1992 yılında meydana gelen olayda Yaşar Dur, düğün için geldiği Kocaali ilçesi Şerbetpınarı köyünde aralarındaki geçimsizlik yüzünden amcasının oğlu tarafından tabancayla vuruldu. Saldırı sonucunda Dur, omiriliğine isabet eden kurşun nedeniyle felç oldu.
Dur, CİHAN muhabirine yaptığı açıklamada, omiriliğine isabet eden kurşun nedeniyle belden aşağısının tutmadığını söyledi.
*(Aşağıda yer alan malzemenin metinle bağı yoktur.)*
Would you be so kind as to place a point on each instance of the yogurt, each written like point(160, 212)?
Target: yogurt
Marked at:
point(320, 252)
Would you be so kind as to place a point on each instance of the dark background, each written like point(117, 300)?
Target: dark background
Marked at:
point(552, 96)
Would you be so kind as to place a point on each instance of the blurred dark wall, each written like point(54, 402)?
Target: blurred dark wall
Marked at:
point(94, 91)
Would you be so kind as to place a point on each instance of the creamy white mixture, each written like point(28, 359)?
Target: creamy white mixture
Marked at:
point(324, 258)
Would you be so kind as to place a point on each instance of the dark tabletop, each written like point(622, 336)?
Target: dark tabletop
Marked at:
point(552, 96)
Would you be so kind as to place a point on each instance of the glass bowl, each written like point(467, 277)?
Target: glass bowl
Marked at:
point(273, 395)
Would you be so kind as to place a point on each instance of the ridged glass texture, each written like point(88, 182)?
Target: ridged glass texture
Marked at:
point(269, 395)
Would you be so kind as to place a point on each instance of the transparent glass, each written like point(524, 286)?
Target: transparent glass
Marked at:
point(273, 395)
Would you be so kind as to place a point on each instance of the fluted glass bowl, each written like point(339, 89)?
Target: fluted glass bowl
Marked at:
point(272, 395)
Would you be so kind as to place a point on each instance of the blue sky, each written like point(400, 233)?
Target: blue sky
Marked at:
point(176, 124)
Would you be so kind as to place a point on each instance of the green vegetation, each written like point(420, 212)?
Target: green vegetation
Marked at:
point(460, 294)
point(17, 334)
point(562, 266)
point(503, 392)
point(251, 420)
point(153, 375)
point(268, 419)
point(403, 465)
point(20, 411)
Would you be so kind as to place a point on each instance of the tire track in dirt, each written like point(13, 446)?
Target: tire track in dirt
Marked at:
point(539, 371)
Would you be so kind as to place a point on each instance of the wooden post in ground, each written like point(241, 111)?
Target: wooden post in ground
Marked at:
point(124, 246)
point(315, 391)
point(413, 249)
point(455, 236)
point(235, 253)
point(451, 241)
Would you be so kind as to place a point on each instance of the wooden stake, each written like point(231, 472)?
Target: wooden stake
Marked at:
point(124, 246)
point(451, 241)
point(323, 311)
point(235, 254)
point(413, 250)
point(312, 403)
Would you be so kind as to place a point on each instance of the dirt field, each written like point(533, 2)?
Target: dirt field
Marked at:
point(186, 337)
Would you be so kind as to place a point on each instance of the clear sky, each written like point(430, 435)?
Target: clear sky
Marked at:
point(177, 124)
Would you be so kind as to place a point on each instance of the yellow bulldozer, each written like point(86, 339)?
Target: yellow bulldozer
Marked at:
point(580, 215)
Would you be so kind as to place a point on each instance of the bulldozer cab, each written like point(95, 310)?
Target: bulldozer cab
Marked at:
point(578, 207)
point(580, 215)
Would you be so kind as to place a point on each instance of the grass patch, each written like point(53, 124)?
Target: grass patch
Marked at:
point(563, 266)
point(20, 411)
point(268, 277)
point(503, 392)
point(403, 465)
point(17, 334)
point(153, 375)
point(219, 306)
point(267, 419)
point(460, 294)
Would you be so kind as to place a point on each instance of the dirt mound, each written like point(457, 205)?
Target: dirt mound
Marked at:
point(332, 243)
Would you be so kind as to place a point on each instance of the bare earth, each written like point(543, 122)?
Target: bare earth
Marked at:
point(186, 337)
16 yıldır cezaevi hayatı yaşadığını anlatan Dur, başına gelenleri şöyle anlattı, "Amcamın oğluyla aramızda husumet vardı. Olay zamanı ben ailemle köy dışında yaşıyordum. Düğün için köye geldiğimde amcamın oğlu kahvede beni tabancayla vurdu. Olay sonrası Adapazarı ve İstanbul'daki hastanelerde 5-6 kez ameliyat oldum. Omiriliğimdeki kurşunu çıkardılar. Dalağımıda aldılar. Doktorlar omiriliğime gelen kurşunun sinirleri zedelediğini ve bir daha yürüyemeyeceğimi söylediler. O an dünyam yıkıldı." dedi.
16 yıldır yatağa mahkum olduğunu ve büyük zorluklar çektiğini ifade eden Dur, yürüme umudunu kaybetmediğini dile getirdi.
En çok yürümeyi ve arkadaşlarıyla dolaşmayı özlediğini anlatan Dur, eşinin en büyük destekçisi olduğunu kaydetti. En iyi hayat arkadaşının sazı olduğunu bildiren Dur, "En çok arkadaşlarla gezmeyi dışarı çıkmayı ve yürümeyi özledim. Eskiden çok sağlıklıydım, çok hızlı biriydim. Şimdi ise yatağa mahkum haldeyim. Her türlü zorluğu çekiyorum. Dışarı çıkamıyorum. Cezaevinde yatar gibi dört duvara bakmak zor geliyor. Boş vaktimde saz çalıyorum. Tek hayat arkadaşım, eğlencem bu. Sazla avutuyorum kendimi." diye konuştu.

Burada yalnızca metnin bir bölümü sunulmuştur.